Christmas pageants rank high among iconic traditions of the holy season of Jesus’ birth—Advent candles, Moravian stars, crèche (nativity) scenes and Chrismons on the tree. But unlike those other symbols of the season, pageants involve children, who are notoriously prone to going off-script. There are also the occasional animals, who follow their own stage directions.
When you put together such capricious creatures and ask them to act out the Christmas story, all sorts of crazy stuff can happen. That principle was certainly borne out when Living Lutheran invited readers to share their stories of memorable Christmas pageants.
Shepherds heard the call of the herald angels to go to Bethlehem to see the newborn king, but it was the call of Mother Nature that the 3-year-old son of Michaela Lewis heard during his first Christmas program at Emanuel Lutheran Church, Council Bluffs, Iowa. The play was well underway when, suddenly, he announced to his mom that he had to “go,” then made a mad dash for the restroom.
An urgency of a different sort arose in Lisa Roinestad’s third-grade pageant at Our Saviour Lutheran Church, Brooklyn, N.Y. Just before curtain time the “baby Jesus” doll was nowhere to be found. Her aunt found a solution and retrieved from her minivan a doll belonging to Roinestad’s younger cousin. The last-minute stand-in worked well until her horrified cousin recognized her doll and exclaimed, “That’s not baby Jesus! That’s Molly!”
A playful pillow fight broke out during a Christmas program in the early 2000s at Lutheran Church of the Good Shepherd, Hastings, Neb. Squirmy tots, dressed in pajamas and slippers, sat on pillows listening to the story of St. Nicholas when mischievous temptation became too much, recalled Janet and Esther Winter. “What else was on the program that Christmas? Nobody remembers! It was the year of the preschoolers’ pillow fight,” they said.
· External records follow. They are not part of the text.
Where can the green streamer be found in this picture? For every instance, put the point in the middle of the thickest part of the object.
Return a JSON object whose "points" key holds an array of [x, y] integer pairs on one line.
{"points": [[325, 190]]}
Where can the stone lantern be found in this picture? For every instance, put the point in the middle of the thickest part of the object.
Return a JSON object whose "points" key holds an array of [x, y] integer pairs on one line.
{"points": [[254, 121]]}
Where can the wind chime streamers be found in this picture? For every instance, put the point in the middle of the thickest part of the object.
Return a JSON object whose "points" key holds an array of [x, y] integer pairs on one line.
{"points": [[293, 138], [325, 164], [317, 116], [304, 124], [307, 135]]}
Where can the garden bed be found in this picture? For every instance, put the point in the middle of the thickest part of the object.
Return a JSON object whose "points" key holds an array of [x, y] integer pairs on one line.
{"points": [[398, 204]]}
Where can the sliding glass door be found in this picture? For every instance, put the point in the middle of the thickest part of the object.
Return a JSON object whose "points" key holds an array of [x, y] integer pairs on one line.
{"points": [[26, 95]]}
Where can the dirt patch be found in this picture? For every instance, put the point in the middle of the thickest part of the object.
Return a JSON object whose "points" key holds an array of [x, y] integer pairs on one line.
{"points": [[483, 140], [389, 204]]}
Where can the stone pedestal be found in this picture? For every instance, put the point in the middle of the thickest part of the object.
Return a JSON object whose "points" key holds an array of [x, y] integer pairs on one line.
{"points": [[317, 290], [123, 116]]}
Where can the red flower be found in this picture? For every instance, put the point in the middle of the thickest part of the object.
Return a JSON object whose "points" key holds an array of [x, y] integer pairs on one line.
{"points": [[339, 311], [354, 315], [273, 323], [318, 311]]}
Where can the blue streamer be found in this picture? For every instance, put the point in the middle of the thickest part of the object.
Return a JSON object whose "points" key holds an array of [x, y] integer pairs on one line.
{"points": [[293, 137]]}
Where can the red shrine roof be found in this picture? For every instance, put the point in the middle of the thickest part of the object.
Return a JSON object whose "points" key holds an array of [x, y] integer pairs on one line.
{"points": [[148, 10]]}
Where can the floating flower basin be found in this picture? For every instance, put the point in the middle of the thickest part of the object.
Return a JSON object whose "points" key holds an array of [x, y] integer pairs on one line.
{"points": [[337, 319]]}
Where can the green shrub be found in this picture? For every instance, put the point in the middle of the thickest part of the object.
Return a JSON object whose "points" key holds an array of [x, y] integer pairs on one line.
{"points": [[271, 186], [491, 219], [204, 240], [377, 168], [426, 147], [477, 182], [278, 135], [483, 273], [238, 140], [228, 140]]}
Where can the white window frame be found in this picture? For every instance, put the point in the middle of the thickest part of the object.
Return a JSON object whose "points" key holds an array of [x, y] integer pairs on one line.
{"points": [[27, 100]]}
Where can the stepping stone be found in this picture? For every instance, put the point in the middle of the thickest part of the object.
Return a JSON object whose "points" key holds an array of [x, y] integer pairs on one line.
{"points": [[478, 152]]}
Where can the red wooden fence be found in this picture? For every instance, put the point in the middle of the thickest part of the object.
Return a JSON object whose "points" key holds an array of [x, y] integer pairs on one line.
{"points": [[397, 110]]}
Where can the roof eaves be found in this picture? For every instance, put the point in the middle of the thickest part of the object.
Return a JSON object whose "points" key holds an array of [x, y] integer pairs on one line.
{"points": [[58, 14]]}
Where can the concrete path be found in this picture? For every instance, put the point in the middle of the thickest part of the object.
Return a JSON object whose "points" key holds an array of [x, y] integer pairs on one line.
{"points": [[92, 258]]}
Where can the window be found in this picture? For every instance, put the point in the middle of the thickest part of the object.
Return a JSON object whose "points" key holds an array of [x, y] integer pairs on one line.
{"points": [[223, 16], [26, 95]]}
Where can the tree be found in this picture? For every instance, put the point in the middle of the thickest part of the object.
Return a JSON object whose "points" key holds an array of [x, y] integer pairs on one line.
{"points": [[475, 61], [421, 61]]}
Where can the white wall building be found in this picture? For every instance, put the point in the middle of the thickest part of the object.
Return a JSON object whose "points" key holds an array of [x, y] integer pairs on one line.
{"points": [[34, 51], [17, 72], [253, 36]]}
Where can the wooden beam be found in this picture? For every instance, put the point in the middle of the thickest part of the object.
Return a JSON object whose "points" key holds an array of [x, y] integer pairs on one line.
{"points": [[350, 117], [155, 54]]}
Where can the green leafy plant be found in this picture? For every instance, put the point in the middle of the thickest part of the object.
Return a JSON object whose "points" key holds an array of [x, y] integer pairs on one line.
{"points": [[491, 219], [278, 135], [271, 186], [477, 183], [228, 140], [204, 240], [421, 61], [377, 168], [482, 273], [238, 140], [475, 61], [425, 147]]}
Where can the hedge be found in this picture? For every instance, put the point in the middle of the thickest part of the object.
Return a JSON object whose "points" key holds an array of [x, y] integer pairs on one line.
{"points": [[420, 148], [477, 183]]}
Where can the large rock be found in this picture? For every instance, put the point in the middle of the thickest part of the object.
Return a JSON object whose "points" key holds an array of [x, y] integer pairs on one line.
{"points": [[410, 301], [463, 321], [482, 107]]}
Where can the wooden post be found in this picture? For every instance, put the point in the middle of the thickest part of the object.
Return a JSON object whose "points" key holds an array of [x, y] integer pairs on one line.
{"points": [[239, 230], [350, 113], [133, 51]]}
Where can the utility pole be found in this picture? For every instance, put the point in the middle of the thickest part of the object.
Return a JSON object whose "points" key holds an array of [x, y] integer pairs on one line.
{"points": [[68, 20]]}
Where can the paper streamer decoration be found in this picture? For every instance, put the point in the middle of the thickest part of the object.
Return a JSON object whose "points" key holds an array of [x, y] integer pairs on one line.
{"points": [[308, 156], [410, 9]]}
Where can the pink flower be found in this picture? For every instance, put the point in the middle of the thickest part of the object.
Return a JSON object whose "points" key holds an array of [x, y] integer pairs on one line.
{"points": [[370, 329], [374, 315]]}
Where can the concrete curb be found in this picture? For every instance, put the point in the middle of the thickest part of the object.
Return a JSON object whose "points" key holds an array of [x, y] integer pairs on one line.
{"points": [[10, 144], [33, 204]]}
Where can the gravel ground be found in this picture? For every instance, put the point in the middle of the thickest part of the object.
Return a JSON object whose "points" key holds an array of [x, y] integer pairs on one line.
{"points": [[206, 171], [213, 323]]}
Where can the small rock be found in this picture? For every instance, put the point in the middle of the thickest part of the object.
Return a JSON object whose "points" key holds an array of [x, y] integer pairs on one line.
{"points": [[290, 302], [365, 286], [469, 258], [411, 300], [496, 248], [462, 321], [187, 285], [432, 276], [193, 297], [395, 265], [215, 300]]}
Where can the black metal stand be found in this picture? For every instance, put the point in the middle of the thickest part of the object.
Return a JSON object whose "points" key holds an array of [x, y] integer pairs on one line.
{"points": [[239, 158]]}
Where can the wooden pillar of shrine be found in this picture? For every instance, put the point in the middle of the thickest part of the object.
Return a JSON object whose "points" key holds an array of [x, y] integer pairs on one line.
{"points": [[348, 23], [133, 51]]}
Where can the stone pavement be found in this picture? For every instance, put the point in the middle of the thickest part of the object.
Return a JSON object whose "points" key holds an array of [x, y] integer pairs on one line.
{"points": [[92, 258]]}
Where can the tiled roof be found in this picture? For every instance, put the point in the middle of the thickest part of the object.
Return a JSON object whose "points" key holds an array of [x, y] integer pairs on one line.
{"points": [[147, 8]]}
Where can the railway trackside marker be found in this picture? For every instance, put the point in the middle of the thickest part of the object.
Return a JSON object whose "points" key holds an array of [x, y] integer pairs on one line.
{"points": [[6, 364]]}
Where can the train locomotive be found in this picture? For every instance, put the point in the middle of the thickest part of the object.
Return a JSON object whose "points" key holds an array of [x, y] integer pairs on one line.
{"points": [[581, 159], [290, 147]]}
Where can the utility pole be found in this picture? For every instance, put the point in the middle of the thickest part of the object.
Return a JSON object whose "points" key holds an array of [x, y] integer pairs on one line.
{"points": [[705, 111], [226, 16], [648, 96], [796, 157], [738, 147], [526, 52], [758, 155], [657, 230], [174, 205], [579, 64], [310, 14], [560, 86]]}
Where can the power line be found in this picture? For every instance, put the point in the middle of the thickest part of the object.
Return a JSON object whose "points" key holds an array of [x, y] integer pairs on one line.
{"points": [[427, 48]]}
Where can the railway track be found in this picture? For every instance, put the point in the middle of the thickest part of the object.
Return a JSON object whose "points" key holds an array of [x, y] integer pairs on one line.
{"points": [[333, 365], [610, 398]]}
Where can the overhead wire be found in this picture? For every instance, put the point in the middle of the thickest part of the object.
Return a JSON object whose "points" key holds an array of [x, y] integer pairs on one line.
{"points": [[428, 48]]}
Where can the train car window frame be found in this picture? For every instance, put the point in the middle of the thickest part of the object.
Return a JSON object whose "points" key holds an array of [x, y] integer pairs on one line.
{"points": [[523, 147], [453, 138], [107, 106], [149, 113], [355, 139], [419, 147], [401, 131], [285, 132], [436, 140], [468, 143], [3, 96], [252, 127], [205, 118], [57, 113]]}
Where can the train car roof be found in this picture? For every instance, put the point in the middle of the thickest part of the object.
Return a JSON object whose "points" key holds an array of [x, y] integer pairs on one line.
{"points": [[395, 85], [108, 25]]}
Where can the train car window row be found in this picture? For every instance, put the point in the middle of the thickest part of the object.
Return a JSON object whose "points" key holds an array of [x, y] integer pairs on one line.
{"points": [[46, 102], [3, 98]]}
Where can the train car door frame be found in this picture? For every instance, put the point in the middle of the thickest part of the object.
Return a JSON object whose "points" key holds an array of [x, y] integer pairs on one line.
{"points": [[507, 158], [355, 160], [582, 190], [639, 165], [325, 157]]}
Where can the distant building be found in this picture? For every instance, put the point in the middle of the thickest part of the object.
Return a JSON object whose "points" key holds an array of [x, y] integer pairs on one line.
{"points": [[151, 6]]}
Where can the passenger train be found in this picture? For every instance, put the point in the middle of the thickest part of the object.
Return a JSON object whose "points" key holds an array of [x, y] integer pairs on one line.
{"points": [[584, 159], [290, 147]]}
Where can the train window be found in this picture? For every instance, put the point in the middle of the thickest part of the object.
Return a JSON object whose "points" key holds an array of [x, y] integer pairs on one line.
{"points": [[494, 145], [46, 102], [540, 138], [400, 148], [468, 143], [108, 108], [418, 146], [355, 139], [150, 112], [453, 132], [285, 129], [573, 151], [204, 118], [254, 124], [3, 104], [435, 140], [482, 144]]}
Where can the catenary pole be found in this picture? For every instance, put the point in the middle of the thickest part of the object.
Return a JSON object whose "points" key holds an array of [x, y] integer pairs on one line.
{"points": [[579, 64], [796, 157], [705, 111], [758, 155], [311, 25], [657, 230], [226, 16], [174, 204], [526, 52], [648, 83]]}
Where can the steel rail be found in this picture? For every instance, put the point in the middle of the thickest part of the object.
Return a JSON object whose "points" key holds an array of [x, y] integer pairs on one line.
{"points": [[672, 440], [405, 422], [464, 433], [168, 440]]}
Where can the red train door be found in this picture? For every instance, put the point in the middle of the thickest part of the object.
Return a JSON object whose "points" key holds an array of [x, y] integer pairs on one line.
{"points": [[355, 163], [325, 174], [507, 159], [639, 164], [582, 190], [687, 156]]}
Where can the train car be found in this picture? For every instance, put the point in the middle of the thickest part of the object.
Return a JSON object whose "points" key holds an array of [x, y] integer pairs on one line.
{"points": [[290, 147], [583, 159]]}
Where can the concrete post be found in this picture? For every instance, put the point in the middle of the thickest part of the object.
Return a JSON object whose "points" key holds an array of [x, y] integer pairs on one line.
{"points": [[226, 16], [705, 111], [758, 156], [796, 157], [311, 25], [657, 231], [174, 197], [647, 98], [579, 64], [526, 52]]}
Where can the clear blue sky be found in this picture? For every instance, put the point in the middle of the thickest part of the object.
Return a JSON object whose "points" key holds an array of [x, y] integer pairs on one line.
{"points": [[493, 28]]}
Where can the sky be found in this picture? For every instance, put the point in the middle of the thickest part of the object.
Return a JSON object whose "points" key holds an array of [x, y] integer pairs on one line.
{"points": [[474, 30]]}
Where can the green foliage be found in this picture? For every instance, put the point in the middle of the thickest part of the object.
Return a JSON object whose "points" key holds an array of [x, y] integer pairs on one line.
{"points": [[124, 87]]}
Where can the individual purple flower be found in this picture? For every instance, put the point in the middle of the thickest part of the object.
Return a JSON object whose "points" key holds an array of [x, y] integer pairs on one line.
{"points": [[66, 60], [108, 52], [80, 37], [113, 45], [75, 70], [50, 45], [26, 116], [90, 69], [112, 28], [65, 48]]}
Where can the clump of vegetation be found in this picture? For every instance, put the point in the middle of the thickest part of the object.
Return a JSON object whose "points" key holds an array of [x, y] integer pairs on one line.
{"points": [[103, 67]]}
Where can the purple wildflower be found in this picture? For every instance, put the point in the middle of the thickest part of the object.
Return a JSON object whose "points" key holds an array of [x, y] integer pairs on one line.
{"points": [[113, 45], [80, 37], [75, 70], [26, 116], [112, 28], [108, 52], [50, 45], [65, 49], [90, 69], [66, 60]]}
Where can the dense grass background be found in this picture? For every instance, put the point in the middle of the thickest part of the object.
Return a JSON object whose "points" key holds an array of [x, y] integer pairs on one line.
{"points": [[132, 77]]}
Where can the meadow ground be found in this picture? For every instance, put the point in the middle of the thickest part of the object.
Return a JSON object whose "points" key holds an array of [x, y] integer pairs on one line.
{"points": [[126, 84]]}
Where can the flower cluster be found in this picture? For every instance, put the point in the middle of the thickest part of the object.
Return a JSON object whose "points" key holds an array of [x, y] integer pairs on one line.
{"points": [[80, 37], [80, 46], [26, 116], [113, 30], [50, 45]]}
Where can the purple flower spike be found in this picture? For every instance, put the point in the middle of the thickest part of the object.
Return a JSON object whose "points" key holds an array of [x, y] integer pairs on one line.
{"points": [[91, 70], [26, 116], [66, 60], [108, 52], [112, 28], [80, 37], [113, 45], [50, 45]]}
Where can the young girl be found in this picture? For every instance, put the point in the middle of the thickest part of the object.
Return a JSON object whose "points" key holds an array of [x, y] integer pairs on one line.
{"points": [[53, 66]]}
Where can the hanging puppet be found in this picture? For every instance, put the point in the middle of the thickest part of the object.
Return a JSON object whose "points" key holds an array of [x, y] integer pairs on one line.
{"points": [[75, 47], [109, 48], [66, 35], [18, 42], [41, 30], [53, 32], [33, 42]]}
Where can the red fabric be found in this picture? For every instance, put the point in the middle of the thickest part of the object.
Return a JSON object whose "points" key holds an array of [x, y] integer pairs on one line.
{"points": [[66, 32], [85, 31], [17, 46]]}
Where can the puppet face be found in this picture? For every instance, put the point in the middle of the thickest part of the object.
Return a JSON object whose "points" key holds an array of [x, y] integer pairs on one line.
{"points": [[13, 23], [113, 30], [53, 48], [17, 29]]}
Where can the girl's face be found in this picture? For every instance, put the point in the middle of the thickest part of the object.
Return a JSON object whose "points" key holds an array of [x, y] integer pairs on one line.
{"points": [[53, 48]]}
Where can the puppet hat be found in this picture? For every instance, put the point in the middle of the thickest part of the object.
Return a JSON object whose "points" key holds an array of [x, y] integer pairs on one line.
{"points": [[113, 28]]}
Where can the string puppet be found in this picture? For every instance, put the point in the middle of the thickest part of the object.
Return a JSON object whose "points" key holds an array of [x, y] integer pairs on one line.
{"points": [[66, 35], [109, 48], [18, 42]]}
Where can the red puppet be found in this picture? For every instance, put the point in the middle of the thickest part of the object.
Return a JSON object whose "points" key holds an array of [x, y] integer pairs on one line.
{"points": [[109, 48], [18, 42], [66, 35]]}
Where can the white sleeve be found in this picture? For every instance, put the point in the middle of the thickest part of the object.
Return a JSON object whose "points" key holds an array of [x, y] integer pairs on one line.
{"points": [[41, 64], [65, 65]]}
The last-minute stand-in worked well until her horrified cousin recognized her doll and exclaimed, “That’s not baby Jesus! That’s Molly!”
Impulsivity may cause some Christmas pageants to go hog wild, but actual wild hogs were the memorable element at the 1985 Christmas program at St. Peter Lutheran Church, Goliad, Texas. Using the then-new technological “miracle” of a camcorder, a team assembled in a parishioner’s barn where they planned to tape a dramatization of Jesus’ birth, said Gerald Griffith.
Things went south when the production commotion upset the two hogs in the neighboring pen. The 200-pound critters charged, breaking through the wall and invading the crèche scene, Griffith said. Luckily, nobody was hurt, although the pastor, Rick Hinger, wound up with “hog slobber” all over his jeans.
It was an uninvited cat that stole the show, along with a grinning 3-year-old, at the 1978 pageant at Faith Lutheran Church, Albuquerque, N.M., recalled Janice Dushane. The cat made itself comfortable next to her daughter, Lori, who was an angel. “Well, as the kitty got up on all fours to stretch, Lori very carefully stepped on the tail,” Dushane said. What came next, you can imagine, was a yelp only the herald angels could top.
Things got all mixed up during a pageant rehearsal at Salem Lutheran Church, Rockford, Ill., when children holding up letters to spell out a word stood in the wrong places, reported John Cunningham. “When the questions came, ‘What did the wise men see in the sky?’ the children proudly held up their letter and spelled RATS,” he said.
It wasn’t dizzy spells but an epidemic of stage fright that distinguished a Christmas program at Christ the King Lutheran Church, Ellendale, N.D., said Elaine Babcock. After Mary had taken her place on the set, first Joseph, then the shepherds, and finally the wise men arrived only to “freeze” in place behind the piano. Their quick-witted Sunday school teacher didn’t miss a beat. Turning toward Jesus’ mother she said, “Aren’t we glad Mary showed up for the job?”
In addition to impromptu comic relief, unexpected signs of grace made many pageants memorable. Sharon St. Aubin shared how in the middle of a program at Norway Lutheran Church, Denbigh, N.D., a cherubic “angel” saw her grandmother in the audience and began blowing kisses. “Many of us sat in the congregation wishing we were that grandmother and hoping that someday we will also meet an angel who will be blowing kisses to us,” she said.
Several years ago the “live nativity” at Mannsville Lutheran Church, Elliottsburg, Pa., received a sign from heaven—literally, according to youth director Sue Guyer. After a late-afternoon snow shower, a double rainbow appeared. “What a beautiful reminder that God was, and continues to be, with us,” she said.